I ran the small Track1 A/B dogfood against the content-locked create path. The result is clear: do not batch-replace the current Track1 submission package with latest Vulca content-lock output.

Artifacts from the dogfood run:

  • A/B script: /Users/yhryzy/dev/emoart-130k/scripts/vulca_caption_fidelity_ab.py
  • Contact sheet: /Users/yhryzy/dev/emoart-130k/experiments/track1_caption_fidelity_ab/contact_sheet.jpg
  • Decision report: /Users/yhryzy/dev/emoart-130k/experiments/track1_caption_fidelity_ab/decision_report.md
  • Run summary: /Users/yhryzy/dev/emoart-130k/experiments/track1_caption_fidelity_ab/run_summary.json

Result summary

  • 6 samples audited.
  • Latest Vulca generated candidates for only 4/6 samples.
  • track1_0064 and track1_0074 failed in the generate node with: 'NoneType' object is not iterable.
  • track1_0301 was a severe content/category failure: the caption asked for a graph-paper branching pencil drawing, but the output collapsed into a gallery photograph and included large visible TRACK1_0301 text.
  • track1_0002 did improve versus the known pre-PR drift: the new output preserved bamboo/orchid/calligraphy/seals instead of collapsing into generic mountains. However, the current submitted image is still better.
  • Replacement wins: 0/6.

Interpretation

This PR is moving in the right direction: it fixes the known track1_0002 style-prototype drift by putting explicit content before tradition guidance. But it is not enough for Track1 batch generation.

The main gaps are now:

  1. Extractor coverage is too narrow. When content-lock extraction finds no hard requirements, ordinary captions can still collapse by category. track1_0301 is the clearest example.
  2. Visible text/artifact suppression is missing. The generator should not introduce sample IDs, gallery labels, exhibition-photo framing, or large unsolicited text.
  3. Generate node reliability still has a real failure path. track1_0064 and track1_0074 hit 'NoneType' object is not iterable during generation.

Current submission status

The current Track1 package was left untouched and still validates:

  • JSON validation: OK
  • ZIP contents: submission.json + 1000 images
  • Missing images in ZIP: 0

Recommended next work before marking this PR ready

Keep this PR as draft and address these before any claim that --content-lock is batch-safe:

  • Debug and fix the NoneType generate-node failure for 0064/0074.
  • Extend content-lock extraction or add a VLM extraction phase so captions like graph-paper pencil drawings produce hard category/content constraints.
  • Add negative/forbidden artifact guidance for sample IDs, gallery/exhibition photo outputs, labels, and unsolicited large text.
  • Re-run the same 6-sample dogfood under emoart-130k/experiments/ and update the decision report.

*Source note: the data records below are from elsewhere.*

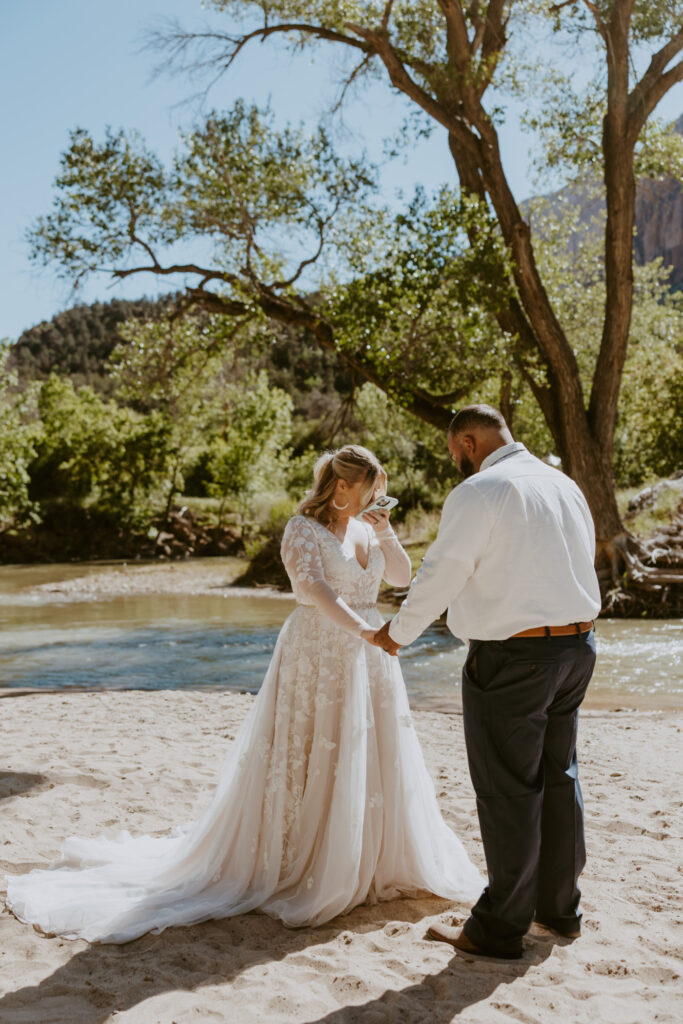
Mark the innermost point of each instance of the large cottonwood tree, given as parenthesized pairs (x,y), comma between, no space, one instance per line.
(447,58)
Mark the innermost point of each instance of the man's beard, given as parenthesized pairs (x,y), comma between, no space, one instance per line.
(465,466)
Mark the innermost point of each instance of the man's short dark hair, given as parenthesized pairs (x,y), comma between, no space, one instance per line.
(476,416)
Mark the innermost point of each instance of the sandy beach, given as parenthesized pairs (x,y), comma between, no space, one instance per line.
(87,763)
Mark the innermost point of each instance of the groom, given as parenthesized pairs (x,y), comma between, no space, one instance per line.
(513,563)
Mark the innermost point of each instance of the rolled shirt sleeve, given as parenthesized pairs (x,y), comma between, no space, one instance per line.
(463,535)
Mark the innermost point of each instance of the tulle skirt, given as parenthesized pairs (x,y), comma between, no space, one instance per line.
(323,802)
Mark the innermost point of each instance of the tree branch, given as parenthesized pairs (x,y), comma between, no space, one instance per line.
(654,83)
(401,80)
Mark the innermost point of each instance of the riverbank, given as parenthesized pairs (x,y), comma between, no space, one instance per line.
(98,762)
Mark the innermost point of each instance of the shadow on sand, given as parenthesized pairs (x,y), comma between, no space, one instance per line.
(13,783)
(100,980)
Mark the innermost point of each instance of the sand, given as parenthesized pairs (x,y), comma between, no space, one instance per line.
(86,763)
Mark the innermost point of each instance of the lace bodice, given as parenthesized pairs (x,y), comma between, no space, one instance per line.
(327,574)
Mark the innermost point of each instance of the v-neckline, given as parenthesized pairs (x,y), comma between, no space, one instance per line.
(364,568)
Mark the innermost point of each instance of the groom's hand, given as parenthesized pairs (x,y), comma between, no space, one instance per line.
(383,640)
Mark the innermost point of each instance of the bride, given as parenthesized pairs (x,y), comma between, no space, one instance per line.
(324,801)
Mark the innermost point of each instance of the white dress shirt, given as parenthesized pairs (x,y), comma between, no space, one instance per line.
(515,550)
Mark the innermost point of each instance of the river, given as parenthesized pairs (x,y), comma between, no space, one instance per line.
(53,637)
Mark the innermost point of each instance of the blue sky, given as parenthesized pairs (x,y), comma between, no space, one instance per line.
(69,64)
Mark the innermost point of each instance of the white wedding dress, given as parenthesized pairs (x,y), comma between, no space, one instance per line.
(324,801)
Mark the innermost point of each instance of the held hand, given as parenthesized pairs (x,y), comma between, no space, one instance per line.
(383,640)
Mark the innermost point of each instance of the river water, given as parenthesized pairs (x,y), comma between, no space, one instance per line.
(181,640)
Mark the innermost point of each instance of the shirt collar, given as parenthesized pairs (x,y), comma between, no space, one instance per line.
(501,454)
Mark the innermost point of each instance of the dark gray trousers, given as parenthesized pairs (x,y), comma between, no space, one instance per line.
(520,713)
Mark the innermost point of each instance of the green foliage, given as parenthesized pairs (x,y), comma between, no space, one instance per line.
(110,220)
(421,301)
(17,450)
(413,454)
(96,453)
(247,455)
(648,439)
(79,341)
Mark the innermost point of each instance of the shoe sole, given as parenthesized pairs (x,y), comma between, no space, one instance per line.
(472,952)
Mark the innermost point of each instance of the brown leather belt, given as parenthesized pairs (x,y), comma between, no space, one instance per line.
(555,631)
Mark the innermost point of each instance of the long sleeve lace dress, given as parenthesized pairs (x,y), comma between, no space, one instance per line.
(323,802)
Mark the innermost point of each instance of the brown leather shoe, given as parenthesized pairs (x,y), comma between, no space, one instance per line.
(456,937)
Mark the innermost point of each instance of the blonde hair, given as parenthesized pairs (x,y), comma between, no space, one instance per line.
(350,463)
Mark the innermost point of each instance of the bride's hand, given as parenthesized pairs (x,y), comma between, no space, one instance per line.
(369,635)
(379,520)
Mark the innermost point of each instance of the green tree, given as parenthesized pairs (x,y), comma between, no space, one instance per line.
(245,185)
(18,434)
(95,453)
(247,456)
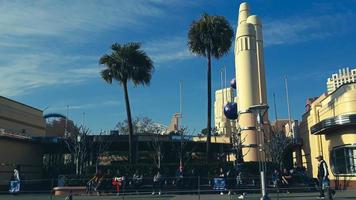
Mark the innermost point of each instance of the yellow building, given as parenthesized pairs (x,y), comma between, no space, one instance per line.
(18,124)
(328,128)
(344,76)
(223,125)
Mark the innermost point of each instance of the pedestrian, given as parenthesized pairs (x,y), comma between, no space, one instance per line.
(220,182)
(157,183)
(286,178)
(137,180)
(179,177)
(323,178)
(276,178)
(15,181)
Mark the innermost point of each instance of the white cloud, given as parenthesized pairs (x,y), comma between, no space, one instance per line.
(28,60)
(21,74)
(54,18)
(304,28)
(98,104)
(168,49)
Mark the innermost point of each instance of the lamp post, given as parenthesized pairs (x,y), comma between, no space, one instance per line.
(78,153)
(260,111)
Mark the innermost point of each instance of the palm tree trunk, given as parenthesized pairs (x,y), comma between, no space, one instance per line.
(129,122)
(208,140)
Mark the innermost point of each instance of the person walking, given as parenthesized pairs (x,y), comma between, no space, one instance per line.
(323,178)
(157,183)
(15,182)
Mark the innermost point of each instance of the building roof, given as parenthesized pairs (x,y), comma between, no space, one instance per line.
(2,97)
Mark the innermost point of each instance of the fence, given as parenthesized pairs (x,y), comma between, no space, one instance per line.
(127,187)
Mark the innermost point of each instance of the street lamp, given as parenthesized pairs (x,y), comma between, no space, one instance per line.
(260,110)
(79,138)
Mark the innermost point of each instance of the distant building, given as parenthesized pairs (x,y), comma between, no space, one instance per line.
(174,125)
(328,128)
(223,125)
(344,76)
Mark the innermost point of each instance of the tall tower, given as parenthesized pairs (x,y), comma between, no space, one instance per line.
(250,77)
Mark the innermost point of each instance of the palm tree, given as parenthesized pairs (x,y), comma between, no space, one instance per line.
(127,63)
(210,36)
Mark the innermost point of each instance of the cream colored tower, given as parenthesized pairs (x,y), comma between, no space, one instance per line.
(250,77)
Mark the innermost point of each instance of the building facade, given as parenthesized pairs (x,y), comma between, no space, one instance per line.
(328,128)
(18,124)
(344,76)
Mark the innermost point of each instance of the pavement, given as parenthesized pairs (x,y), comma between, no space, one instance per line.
(340,195)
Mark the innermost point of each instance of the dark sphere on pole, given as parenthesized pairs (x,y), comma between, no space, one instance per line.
(233,83)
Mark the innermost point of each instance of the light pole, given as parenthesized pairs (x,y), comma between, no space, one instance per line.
(260,111)
(78,153)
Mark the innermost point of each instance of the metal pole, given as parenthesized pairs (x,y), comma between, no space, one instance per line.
(275,107)
(180,102)
(66,124)
(288,105)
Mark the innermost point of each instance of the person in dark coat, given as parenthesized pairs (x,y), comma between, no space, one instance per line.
(323,178)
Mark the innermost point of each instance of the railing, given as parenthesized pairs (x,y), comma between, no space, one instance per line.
(192,185)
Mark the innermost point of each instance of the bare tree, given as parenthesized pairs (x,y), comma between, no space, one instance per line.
(78,144)
(103,142)
(141,125)
(156,144)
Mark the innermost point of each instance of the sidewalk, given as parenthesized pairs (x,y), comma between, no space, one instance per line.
(340,195)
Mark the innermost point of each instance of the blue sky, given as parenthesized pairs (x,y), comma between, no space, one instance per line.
(49,53)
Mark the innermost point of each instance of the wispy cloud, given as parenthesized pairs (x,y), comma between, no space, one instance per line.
(22,74)
(55,18)
(304,28)
(168,49)
(85,106)
(30,60)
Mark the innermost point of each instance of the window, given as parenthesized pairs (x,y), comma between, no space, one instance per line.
(344,160)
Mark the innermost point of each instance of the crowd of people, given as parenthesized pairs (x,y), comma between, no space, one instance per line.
(223,181)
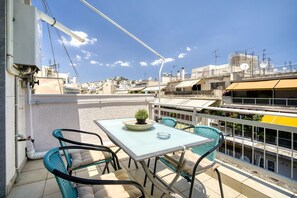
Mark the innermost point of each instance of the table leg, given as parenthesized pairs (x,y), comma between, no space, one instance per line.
(154,180)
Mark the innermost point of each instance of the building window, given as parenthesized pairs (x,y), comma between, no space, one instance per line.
(270,165)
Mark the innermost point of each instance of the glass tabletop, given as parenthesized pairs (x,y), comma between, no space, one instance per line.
(141,145)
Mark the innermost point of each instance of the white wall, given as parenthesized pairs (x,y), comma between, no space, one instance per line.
(50,112)
(10,132)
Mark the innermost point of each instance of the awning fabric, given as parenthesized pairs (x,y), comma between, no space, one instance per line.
(287,84)
(230,87)
(189,103)
(187,83)
(280,120)
(199,103)
(136,89)
(155,88)
(259,85)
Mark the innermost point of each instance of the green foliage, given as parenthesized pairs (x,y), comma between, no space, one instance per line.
(141,114)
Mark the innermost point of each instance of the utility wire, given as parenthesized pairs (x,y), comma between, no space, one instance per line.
(60,37)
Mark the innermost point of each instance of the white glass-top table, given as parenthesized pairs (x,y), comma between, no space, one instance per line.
(142,145)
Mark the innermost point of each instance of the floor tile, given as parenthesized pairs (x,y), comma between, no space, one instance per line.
(51,186)
(33,165)
(32,190)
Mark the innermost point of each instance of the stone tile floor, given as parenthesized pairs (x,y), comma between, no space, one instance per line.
(36,182)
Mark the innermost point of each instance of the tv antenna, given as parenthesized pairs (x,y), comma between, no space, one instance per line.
(215,55)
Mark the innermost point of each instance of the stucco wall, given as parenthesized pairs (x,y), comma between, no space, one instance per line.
(50,112)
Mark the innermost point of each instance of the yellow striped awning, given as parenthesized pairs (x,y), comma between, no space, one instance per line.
(287,84)
(280,120)
(258,85)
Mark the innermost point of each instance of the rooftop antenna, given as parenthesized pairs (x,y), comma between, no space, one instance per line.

For now: PR #119 should be treated as a guardrail improvement, not a Track1 replacement pipeline.

@yha9806
Copy link
Copy Markdown
Contributor Author

yha9806 commented May 8, 2026

Update after the Track1 dogfood feedback: pushed f4abc007 with the first remediation pass.

What changed:

  • expanded content-lock extraction for the actual failed captions:
    • 0064: Gongbi vertical scroll + lotus/stems/leaves + side calligraphy + silk ground;
    • 0074: Gongbi album leaf + bird/branches + circular calligraphy panel + ornate border;
    • 0301: hand-drawn branching lines + dense tree network + heart/geometric marks + graph paper + rectangular frame + monochrome pencil style;
  • removed sample-like IDs such as track1_0301 from provider subject when content lock is enabled;
  • added prompt-level bans for sample IDs, filenames, watermarks, large labels, gallery walls, exhibition labels, framed museum installations, and photographed artwork mockups;
  • extended VLM content-fidelity gate to penalize missing style attributes and forbidden artifacts, not only missing subjects/text/surface;
  • hardened Gemini response parsing so candidate.content.parts is None becomes an actionable “no image data” path instead of raw 'NoneType' object is not iterable;
  • suppressed sample IDs in mock fallback placeholders too.

Validation:

  • targeted dogfood regressions were written red-first and now pass;
  • 68 passed for content-lock, Gemini provider, evaluate, and the relevant GenerateNode regression tests;
  • ruff passed;
  • git diff --check passed.

This PR should remain draft. Next step is to rerun the same 6-sample Track1 A/B dogfood on this pushed commit and specifically verify 0064/0074 no longer crash and 0301 does not contain sample ID/gallery-photo artifacts. The current Track1 submission package should still remain untouched unless a new decision report shows clear replacement wins.

@yha9806
Copy link
Copy Markdown
Contributor Author

yha9806 commented May 8, 2026

Added the artifact-boundary fix from 2026-05-08-vulca-track1-artifact-boundary-fix.md in ffcf85a6.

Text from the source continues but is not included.